- 17 de marzo de 2026
El Tribunal Supremo declara improcedente el despido de un trabajador de notaría tras 16 años de servicio pese a un periodo de prueba
El Tribunal Supremo ha declarado improcedente el despido de un trabajador de una notaría que fue cesado por no superar el periodo de prueba, pese a haber prestado servicios en ese mismo despacho durante más de 16 años bajo distintos titulares de la plaza. La sentencia aclara que no es válido establecer un periodo de prueba cuando el trabajador ya ha desempeñado previamente las mismas funciones, incluso aunque cambie el empleador.
El fallo aborda una cuestión relevante en el ámbito laboral: si el cambio de titularidad de una notaría permite reiniciar la relación laboral con nuevas condiciones. La Sala de lo Social concluye que, cuando existe sucesión empresarial, los derechos laborales del trabajador deben mantenerse.

Un trabajador con una larga trayectoria en la misma notaría
El trabajador afectado había prestado servicios en una notaría de la Comunidad de Madrid desde el año 2004, trabajando sucesivamente para los distintos notarios que habían ocupado la plaza.
En 2019, el notario titular se trasladó a otro destino y ofreció al empleado la posibilidad de acompañarle o extinguir la relación laboral. El trabajador optó por finalizar el contrato y percibió el correspondiente saldo y finiquito junto con una indemnización vinculada a un despido por causas económicas de fuerza mayor.
Meses después, el nuevo notario adjudicatario de la plaza se puso en contacto con él para incorporarlo nuevamente a la notaría. Ambas partes firmaron un contrato indefinido que incluía un periodo de prueba de seis meses.
Sin embargo, tres meses después de la firma del contrato, el empleador comunicó al trabajador su baja definitiva en la empresa por no haber superado dicho periodo de prueba.
Los tribunales consideran que existió sucesión empresarial
El Juzgado de lo Social n.º 1 de Madrid declaró improcedente el despido al entender que el cambio de titularidad de la notaría implicaba una sucesión empresarial.
La sentencia obligó al empleador a elegir entre la readmisión del trabajador con abono de salarios de tramitación o el pago de una indemnización de 54.294 euros, calculada teniendo en cuenta la antigüedad acumulada desde que comenzó a trabajar en la notaría con el primer titular.
La resolución fue confirmada posteriormente por la Sala de lo Social del Tribunal Superior de Justicia de Madrid.
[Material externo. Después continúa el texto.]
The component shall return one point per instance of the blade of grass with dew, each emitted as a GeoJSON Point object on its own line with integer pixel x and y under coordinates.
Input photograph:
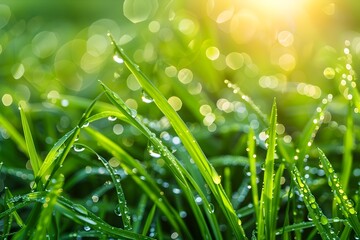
{"type": "Point", "coordinates": [319, 219]}
{"type": "Point", "coordinates": [34, 158]}
{"type": "Point", "coordinates": [248, 102]}
{"type": "Point", "coordinates": [80, 214]}
{"type": "Point", "coordinates": [14, 134]}
{"type": "Point", "coordinates": [276, 193]}
{"type": "Point", "coordinates": [346, 205]}
{"type": "Point", "coordinates": [149, 220]}
{"type": "Point", "coordinates": [122, 208]}
{"type": "Point", "coordinates": [44, 223]}
{"type": "Point", "coordinates": [60, 150]}
{"type": "Point", "coordinates": [151, 189]}
{"type": "Point", "coordinates": [267, 215]}
{"type": "Point", "coordinates": [175, 167]}
{"type": "Point", "coordinates": [17, 217]}
{"type": "Point", "coordinates": [308, 134]}
{"type": "Point", "coordinates": [229, 161]}
{"type": "Point", "coordinates": [348, 148]}
{"type": "Point", "coordinates": [252, 165]}
{"type": "Point", "coordinates": [304, 225]}
{"type": "Point", "coordinates": [140, 213]}
{"type": "Point", "coordinates": [207, 170]}
{"type": "Point", "coordinates": [53, 162]}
El notario recurrió en casación, pero el Tribunal Supremo ha desestimado el recurso y ha declarado firme la sentencia.
La clave: la notaría mantiene su identidad económica
El Tribunal Supremo fundamenta su decisión en la doctrina del Tribunal de Justicia de la Unión Europea, especialmente en la sentencia de 16 de noviembre de 2023 (asuntos acumulados C-583/21 a C-586/21).
El TJUE señaló que el hecho de que un notario acceda a la titularidad de una notaría por nombramiento estatal, y no mediante un contrato con el titular anterior, no excluye la existencia de una transmisión empresarial a efectos de la Directiva 2001/23/CE.
En el caso analizado, el Alto Tribunal aprecia que se mantuvo la identidad de la actividad porque el nuevo notario:
- Asumió el protocolo de la notaría.
- Incorporó a la mayor parte de la plantilla existente.
- Continuó desarrollando la misma actividad.
- Utilizó los mismos locales y medios materiales.
Estas circunstancias permiten concluir que se produjo una sucesión empresarial en los términos del artículo 44 del Estatuto de los Trabajadores, con la correspondiente subrogación en los derechos laborales del personal.
El periodo de prueba es nulo si las funciones ya se han desempeñado
La sentencia también aborda la validez del periodo de prueba pactado en el nuevo contrato.
El Tribunal recuerda que el artículo 14.1 del Estatuto de los Trabajadores establece que es nulo el pacto de periodo de prueba cuando el trabajador ya ha desempeñado previamente las mismas funciones en la empresa, bajo cualquier modalidad contractual.
La finalidad del periodo de prueba es permitir que el empresario valore la aptitud del trabajador. Sin embargo, cuando esa aptitud ya ha sido acreditada mediante una relación laboral previa desempeñando las mismas tareas, carece de justificación exigir nuevamente esa prueba.
Por ello, el Supremo concluye que la empresa entrante no puede pactar un nuevo periodo de prueba con un trabajador que continúa realizando las mismas funciones tras una sucesión empresarial, ya que ello permitiría extinguir la relación laboral sin causa ni indemnización.
La sentencia refuerza la doctrina sobre la continuidad de los derechos laborales en supuestos de transmisión de empresas y recuerda que el cambio de titularidad no puede utilizarse para reiniciar la relación laboral en perjuicio del trabajador.